Dans les années soixante, le Bureau comprend plus de 2 000 collaborateurs et le bâtiment de la rue de Lausanne devient trop exigu. Le BIT se voit notamment contraint de louer des locaux au Grand-Saconnex. En 1969, le Bureau entreprend la construction du bâtiment qu’il occupe depuis 1973. Il s’agit d’une construction de 13 étages, de 200 mètres de long en forme de lentille concave divergente. Cette structure est due aux architectes E. Beaudoin (France), P.L. Nervi (Italie) et A. Camenzind (Suisse).
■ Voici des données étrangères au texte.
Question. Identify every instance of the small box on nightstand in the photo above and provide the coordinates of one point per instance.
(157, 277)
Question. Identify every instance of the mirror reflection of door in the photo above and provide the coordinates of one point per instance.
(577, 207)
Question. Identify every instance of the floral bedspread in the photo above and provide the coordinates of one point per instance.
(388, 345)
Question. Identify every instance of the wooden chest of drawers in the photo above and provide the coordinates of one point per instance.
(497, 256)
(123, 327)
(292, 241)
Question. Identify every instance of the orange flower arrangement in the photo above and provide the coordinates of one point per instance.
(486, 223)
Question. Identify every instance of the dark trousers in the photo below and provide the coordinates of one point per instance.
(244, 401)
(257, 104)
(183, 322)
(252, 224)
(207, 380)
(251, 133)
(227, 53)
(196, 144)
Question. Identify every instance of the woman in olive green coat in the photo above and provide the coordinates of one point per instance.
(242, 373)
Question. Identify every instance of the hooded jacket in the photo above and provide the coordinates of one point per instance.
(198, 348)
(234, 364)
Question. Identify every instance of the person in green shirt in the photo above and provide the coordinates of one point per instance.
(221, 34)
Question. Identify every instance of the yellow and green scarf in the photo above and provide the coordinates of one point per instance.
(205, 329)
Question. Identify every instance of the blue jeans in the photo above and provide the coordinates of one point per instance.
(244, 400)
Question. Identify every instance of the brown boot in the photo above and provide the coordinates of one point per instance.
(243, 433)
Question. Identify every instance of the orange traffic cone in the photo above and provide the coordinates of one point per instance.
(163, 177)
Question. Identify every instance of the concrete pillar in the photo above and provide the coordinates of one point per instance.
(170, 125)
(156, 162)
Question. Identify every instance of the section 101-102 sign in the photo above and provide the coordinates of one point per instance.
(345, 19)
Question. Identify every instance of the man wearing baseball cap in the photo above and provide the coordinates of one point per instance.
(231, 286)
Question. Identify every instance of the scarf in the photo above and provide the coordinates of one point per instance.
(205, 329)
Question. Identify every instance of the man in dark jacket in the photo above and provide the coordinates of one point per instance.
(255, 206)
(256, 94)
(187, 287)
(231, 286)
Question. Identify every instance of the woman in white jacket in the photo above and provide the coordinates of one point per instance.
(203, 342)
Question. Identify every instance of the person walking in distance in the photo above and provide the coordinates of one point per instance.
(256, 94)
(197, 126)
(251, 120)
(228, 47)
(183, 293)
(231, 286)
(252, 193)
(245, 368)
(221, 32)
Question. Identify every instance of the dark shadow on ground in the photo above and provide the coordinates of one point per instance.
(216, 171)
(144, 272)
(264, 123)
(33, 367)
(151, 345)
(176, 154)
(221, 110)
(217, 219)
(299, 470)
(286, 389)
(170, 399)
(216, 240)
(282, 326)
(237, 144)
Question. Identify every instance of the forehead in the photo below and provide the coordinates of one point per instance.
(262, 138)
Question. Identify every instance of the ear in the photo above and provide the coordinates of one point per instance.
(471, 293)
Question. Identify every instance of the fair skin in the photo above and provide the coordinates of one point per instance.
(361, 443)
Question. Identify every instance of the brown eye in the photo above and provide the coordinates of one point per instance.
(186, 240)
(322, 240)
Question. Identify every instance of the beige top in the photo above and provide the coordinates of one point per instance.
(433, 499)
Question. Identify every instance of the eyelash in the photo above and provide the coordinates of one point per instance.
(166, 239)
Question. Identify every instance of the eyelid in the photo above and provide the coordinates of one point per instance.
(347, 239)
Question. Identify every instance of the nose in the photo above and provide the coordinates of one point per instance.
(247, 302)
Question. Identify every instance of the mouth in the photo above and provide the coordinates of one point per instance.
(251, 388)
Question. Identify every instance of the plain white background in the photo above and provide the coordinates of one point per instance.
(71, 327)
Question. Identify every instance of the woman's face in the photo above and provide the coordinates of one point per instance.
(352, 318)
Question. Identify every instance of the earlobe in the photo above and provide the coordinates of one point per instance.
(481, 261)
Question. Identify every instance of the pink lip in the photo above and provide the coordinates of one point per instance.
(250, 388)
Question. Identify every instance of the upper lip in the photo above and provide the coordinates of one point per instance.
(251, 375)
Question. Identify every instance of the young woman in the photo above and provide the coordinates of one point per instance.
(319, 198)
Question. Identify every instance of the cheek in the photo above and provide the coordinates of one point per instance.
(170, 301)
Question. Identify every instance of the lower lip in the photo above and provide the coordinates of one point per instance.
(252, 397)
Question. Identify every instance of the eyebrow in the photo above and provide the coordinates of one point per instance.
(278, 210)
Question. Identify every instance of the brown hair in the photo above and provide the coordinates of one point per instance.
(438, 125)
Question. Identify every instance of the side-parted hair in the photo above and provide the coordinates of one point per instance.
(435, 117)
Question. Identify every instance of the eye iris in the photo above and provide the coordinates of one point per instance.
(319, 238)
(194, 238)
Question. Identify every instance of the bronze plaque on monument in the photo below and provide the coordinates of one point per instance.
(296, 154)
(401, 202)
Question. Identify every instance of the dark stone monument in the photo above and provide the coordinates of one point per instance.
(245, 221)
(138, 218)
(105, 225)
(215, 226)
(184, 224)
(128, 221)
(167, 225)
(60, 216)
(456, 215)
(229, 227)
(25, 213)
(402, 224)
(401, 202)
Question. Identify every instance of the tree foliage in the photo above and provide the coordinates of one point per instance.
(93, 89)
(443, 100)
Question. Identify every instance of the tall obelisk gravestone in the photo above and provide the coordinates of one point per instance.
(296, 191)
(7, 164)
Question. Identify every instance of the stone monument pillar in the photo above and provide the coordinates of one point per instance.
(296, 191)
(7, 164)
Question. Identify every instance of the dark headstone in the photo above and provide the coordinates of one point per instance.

La bâtisse reste encore aujourd’hui d’une grande originalité architecturale. Sa rénovation récente confirme sa modernité. De par son emplacement, les fonctionnaires peuvent profiter d’une magnifique vue sur Genève et sur ses environs.

Sources

«Les singulières mais prodigieuses années du BIT» par Marius Viple, paru dans Message no 65, 2019.

«Le Bureau international du Travail à Genève a cinquante ans» par Henri Villy, paru dans Union, 1970.

«Comment le BIT a ouvert la voie de Genève à la Société des Nations» par Yvan Elsmark, paru dans Lettre aux anciens fonctionnaires (Section des anciens fonctionnaires du Syndicat du Personnel du BIT), no 26, déc. 1999.

Procès-verbal de la troisième session du Conseil d’administration du BIT (mars 1920).